On brand scaling, the targets include Mamaearth becoming a ₹2,000 crore-plus brand and The Derma Co. becoming a ₹1,500 crore-plus brand. Management also wants to build at least two additional brands with revenue exceeding ₹500 crore each.
Margin roadmap: 500 bps EBITDA expansion to 15% by FY31
Emkay’s note lays out a profitability plan that targets EBITDA margins of 15% by FY31 from around 10% in FY26, a 500 basis point expansion. The note attributes the expected improvement to a mix of levers: improved channel mix (100-150 bps), channel-spend efficiencies (100-150 bps), operating leverage (150-200 bps), and favourable category mix (100-150 bps). It also flagged the company’s intent to leverage AI for execution, including AI-enabled innovation, superior product formulations, personalised consumer engagement, and technology-led execution.
Distribution push: Project Neev and the offline build-out
Offline expansion remains central to the narrative. Emkay noted that Project Neev expanded direct distribution reach to 120,000 outlets, with an ambition to reach more than 300,000 outlets by FY31. Management, according to the note, appeared more confident about the current strategy.
The company’s category opportunity is also framed as under-penetrated. Emkay pointed out that more than 50% of revenue is currently generated from only eight dominant category partitions, while more than 80 partitions remain untapped.
Another data point: September quarter comeback and portfolio updates
In a separate update tied to September-quarter results, the stock rose more than 9% in early trade on Thursday. Honasa reported consolidated net profit of ₹39.22 crore versus a loss of ₹18.57 crore in the year-ago period. Revenue from operations rose 16.5% year-on-year to ₹538.06 crore.
The same context highlighted Mamaearth’s return to positive growth and market share gains in face cleansers, with products such as Rice Facewash entering the ₹100-crore annual run rate club. The Derma Co. was described as growing over 20% year-on-year and gaining leadership in segments such as sunscreens. The company also launched the prestige skincare brand Luminéve and invested in Fang, an oral care brand positioned around an “oral beauty” category.
Where opinions diverge: valuation risk and the ‘Sell’ call
While several brokerages highlighted execution and profitability momentum, valuation concerns persisted. One view retained a SELL rating on Honasa with a Sep-26E target price of ₹250, based on 3x sales, with implied P/E of 35x and EV/EBITDA of 30x. Another Emkay Global note reiterated its ‘Sell’ recommendation after discussions with management on business conditions, GST revisions, and priorities, setting a ₹250 target for September 2026 and citing implied P/E of 37x and EV/Ebitda of 31x, with 18% downside versus the prevailing price.

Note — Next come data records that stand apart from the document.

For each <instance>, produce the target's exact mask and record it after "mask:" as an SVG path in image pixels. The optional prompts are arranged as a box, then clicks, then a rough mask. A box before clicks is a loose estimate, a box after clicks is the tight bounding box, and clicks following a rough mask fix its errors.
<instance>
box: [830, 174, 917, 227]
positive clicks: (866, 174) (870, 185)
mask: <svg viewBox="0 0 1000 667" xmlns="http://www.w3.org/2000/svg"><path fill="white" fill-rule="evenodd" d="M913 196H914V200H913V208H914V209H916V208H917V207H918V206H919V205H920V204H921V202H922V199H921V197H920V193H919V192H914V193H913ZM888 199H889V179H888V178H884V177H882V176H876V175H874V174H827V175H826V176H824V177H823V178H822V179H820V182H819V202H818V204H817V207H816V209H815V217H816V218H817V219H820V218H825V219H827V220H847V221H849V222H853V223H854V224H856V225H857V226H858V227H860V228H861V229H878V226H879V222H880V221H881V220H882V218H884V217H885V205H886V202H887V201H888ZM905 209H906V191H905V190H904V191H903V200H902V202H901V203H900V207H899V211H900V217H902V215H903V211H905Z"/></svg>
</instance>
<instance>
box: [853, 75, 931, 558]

The same note said parts of Honasa’s portfolio, including soaps, shampoos, and hair oil, could benefit from a GST rate reduction to 5%.

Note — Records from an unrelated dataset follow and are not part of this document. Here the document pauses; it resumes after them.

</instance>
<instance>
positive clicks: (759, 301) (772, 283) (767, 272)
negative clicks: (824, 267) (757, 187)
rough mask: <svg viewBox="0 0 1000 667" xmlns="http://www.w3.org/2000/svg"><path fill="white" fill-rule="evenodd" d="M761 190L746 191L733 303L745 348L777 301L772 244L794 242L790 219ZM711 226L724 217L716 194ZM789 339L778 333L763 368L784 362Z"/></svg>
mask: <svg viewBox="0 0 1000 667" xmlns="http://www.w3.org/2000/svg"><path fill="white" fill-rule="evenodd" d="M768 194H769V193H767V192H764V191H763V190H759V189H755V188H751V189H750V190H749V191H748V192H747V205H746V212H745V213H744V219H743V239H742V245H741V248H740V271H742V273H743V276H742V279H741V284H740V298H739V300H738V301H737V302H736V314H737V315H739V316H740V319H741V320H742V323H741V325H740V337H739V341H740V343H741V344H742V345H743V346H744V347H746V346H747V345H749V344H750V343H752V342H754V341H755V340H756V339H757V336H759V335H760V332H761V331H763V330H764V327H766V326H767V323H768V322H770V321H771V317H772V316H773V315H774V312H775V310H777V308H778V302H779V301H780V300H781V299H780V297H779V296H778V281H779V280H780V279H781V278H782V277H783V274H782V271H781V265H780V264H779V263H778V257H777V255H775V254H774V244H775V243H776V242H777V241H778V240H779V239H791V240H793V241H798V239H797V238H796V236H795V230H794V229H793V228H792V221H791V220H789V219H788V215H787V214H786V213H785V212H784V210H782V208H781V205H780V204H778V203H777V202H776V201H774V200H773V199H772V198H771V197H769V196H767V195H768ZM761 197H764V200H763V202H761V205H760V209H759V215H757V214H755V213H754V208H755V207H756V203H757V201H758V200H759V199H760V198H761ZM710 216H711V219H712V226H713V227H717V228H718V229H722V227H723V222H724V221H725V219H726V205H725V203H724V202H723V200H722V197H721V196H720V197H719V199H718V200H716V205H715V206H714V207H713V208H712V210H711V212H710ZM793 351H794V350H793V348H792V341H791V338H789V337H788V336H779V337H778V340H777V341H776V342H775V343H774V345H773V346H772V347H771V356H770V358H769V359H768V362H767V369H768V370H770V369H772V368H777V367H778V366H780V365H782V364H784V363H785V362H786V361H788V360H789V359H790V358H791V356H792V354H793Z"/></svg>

Key brokerage calls and targets (as reported)
What to watch next
For investors tracking Honasa Consumer, the immediate focus remains on whether double-digit growth in Mamaearth sustains, and whether newer brands continue to scale while margins expand. The management roadmap points to a larger portfolio strategy, deeper category participation, and wider offline distribution by FY31. Brokerages are likely to keep updating their stance as quarterly trends in revenue growth, EBITDA margins, and distribution gains become clearer.